Competition per se is not worth anything. The free-market dogma is that the more companies compete to sell you something, the better and cheaper that thing will be. But it’s not a magic spell. If ten people are competing to sell you apples, they are each selling a different apple; one can sell apples cheaper by using more automation, another can breed better-tasting apples, and so on. There’s a reason why you get better and cheaper apples through competition. But it doesn’t apply if everyone is selling you the same apple. Local-loop unbundling is pure Thatcherite cargo-cult reasoning: if we perform the dance of competition, the market will be pleased and shower us with riches.
In the UK, your bits are carried over BT wiring to a BT cabinet, and from there they are carried to the rest of the world by BT Reacharound (or in some cases Virgin Media). You can choose who processes your bills, but you can’t choose a different infrastructure because there isn’t one. You could argue that this competition gives you more options for phone call pricing structures (which still mattered in Thatcher times), but that’s just a choice between different rearrangements of the highly artificial price structure developed in the monopoly era.
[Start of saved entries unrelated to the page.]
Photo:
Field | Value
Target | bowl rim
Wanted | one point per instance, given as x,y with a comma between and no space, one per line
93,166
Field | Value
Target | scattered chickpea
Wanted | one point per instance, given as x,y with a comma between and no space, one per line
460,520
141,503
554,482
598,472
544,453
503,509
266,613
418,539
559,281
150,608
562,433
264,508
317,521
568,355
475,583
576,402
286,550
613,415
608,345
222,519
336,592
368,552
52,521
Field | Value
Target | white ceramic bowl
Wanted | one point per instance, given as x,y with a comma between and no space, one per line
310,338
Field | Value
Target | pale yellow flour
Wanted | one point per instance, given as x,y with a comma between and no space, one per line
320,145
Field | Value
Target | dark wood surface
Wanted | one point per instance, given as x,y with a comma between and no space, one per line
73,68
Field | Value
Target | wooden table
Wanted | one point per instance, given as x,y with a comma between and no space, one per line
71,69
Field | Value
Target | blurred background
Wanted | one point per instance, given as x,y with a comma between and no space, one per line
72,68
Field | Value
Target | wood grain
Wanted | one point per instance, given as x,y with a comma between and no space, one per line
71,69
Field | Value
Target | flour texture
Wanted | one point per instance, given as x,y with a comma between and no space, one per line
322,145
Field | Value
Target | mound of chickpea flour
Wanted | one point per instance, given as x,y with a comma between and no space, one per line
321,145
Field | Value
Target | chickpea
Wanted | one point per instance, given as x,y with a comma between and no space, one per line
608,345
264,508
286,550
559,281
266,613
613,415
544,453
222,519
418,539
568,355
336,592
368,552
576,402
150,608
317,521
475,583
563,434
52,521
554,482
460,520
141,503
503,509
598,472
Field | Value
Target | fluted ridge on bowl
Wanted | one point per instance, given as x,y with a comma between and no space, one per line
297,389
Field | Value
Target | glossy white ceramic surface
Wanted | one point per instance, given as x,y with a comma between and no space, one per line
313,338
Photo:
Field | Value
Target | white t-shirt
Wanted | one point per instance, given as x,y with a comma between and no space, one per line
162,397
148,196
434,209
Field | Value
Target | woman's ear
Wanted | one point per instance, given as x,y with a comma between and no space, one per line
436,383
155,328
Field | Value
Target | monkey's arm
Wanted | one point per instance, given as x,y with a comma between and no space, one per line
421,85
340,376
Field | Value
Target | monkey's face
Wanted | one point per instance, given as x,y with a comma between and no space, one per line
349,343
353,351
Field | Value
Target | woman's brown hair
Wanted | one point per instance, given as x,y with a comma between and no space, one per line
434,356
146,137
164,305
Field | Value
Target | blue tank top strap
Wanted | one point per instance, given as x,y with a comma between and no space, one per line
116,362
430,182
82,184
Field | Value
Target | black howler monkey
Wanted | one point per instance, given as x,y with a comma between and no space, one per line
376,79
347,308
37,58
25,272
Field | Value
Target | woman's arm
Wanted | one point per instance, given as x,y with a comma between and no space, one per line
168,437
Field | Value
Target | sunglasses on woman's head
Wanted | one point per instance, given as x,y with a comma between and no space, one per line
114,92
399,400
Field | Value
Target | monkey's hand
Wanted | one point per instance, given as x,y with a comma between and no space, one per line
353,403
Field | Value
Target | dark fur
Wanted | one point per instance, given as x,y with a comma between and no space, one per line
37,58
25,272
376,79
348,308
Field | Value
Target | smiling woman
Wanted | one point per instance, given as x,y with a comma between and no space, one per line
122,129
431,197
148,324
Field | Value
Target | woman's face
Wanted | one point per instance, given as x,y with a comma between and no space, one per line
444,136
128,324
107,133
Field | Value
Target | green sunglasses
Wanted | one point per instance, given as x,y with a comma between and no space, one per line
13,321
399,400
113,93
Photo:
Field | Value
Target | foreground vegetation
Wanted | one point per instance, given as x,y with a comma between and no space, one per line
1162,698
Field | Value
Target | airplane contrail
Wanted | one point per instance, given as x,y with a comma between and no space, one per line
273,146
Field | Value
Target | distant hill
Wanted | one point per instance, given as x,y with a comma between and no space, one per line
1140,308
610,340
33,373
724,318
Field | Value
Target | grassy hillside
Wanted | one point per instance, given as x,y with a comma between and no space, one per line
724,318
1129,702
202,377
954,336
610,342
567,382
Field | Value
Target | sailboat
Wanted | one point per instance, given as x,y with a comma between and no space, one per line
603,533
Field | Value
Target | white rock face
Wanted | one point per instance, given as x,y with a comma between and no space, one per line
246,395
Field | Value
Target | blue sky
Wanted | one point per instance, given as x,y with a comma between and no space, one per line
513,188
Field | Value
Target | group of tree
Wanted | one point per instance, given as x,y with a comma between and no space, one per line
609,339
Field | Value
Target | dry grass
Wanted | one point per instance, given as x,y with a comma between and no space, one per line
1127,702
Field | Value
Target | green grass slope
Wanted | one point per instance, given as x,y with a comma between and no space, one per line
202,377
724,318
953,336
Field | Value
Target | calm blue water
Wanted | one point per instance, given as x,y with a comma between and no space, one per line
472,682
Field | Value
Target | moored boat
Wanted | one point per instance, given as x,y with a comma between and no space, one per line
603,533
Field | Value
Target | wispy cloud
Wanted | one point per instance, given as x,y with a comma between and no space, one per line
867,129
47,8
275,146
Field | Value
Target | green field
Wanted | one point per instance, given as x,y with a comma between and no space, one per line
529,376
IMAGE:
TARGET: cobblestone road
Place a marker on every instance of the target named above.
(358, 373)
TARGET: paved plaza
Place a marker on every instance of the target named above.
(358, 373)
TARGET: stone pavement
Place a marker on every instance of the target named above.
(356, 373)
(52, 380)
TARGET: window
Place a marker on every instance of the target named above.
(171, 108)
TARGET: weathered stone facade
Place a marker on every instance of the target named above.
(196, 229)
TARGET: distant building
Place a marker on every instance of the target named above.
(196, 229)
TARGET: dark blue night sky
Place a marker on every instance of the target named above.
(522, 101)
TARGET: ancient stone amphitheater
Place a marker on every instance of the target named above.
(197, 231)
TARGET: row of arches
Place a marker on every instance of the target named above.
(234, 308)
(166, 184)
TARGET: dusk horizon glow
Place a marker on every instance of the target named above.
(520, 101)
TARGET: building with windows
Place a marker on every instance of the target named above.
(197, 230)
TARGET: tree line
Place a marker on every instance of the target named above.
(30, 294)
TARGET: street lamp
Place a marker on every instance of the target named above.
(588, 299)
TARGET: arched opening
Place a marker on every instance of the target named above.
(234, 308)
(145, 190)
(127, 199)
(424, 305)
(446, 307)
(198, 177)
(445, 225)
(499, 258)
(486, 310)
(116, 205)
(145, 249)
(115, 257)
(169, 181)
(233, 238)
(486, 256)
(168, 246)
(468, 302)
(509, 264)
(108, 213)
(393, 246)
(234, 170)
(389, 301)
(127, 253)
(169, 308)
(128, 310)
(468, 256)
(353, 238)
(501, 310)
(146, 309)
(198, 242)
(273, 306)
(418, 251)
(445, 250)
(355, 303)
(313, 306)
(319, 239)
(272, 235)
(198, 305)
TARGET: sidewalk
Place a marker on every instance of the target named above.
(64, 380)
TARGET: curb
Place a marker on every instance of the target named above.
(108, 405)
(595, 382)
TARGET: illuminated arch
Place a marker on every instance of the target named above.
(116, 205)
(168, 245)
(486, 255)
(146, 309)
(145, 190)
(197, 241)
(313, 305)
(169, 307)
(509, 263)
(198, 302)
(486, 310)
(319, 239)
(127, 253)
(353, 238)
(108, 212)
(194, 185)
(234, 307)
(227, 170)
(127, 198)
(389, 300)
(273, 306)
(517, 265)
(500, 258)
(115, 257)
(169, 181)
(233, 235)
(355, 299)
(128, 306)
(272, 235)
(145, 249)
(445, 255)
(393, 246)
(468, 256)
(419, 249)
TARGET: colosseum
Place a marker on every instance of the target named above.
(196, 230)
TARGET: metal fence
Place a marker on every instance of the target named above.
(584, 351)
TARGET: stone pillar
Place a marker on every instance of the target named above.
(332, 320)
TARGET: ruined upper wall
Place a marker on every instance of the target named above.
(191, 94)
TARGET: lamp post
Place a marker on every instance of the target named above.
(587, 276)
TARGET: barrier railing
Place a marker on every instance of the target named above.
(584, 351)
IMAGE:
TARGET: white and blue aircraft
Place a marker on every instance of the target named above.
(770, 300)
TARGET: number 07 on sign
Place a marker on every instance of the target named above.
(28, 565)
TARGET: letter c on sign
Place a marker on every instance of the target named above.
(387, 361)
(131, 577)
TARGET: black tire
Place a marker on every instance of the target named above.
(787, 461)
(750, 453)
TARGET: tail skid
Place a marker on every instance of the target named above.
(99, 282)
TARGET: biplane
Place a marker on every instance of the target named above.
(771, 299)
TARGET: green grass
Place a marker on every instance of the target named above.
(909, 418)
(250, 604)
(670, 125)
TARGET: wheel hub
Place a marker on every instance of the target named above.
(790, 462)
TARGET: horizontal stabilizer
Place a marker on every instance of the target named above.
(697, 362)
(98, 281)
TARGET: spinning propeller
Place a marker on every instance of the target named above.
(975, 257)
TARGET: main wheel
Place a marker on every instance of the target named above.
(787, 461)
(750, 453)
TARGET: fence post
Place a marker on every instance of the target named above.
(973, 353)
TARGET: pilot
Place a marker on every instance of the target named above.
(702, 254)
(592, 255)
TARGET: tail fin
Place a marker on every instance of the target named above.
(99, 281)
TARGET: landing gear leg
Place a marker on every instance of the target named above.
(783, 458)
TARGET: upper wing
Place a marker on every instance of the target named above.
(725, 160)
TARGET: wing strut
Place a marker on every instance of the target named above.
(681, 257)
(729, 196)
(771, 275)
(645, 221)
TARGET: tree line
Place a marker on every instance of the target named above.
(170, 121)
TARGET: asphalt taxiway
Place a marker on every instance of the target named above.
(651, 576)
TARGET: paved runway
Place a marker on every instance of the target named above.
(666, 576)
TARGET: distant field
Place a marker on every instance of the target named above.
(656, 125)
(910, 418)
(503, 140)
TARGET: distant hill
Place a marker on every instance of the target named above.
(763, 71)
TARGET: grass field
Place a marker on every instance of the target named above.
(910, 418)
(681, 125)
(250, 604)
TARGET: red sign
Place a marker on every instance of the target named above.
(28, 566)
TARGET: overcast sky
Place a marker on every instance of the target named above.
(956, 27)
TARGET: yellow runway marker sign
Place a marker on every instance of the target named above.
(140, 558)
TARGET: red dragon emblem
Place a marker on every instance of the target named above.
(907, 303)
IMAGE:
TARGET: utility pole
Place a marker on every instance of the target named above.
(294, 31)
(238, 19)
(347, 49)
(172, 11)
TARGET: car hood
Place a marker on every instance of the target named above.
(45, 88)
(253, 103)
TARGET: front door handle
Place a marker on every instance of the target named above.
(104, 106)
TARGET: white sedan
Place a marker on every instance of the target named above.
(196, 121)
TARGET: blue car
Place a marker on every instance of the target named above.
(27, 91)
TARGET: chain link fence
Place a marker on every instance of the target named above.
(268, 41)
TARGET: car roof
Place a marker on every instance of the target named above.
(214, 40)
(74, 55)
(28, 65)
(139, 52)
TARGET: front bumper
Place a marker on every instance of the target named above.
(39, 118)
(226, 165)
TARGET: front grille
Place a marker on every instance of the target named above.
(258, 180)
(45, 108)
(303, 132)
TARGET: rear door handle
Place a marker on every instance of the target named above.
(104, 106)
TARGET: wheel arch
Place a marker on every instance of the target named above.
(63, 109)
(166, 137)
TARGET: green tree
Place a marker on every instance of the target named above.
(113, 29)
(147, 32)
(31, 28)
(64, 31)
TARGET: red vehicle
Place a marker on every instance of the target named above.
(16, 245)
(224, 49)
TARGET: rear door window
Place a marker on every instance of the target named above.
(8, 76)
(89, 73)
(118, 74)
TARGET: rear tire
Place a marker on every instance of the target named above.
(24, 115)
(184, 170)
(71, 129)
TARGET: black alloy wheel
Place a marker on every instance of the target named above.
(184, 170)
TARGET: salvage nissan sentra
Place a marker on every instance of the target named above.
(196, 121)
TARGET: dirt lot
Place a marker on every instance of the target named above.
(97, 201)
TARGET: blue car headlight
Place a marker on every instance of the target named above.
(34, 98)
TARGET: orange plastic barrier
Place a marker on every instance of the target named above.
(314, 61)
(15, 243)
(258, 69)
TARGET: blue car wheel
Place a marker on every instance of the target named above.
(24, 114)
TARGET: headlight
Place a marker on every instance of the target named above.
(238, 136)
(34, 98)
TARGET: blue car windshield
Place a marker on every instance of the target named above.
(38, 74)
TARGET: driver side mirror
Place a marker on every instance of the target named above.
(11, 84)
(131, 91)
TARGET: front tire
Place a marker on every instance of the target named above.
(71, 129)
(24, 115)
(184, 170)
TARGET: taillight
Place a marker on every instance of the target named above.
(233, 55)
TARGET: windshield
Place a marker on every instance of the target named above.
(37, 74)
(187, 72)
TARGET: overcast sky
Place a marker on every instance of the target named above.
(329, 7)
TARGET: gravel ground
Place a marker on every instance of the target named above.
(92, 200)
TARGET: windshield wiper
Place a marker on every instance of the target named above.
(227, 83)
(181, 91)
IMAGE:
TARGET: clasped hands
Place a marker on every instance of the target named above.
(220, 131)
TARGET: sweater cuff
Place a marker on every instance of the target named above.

If the internet hadn’t come along, BT and all its new “competitors” would still be gouging us by charging different rates to send a bit next door, or to Leeds, or Mumbai. Far from breaking down the old abusive price structure, they’d still be using different permutations of it to create the illusion that their “competition” was meaningful. But internet-age consumers only care about a single number – the cost to send a bit anywhere – and that’s pretty much the same regardless of provider. It’s not competition that determines this number (how could it be?); it’s government regulation.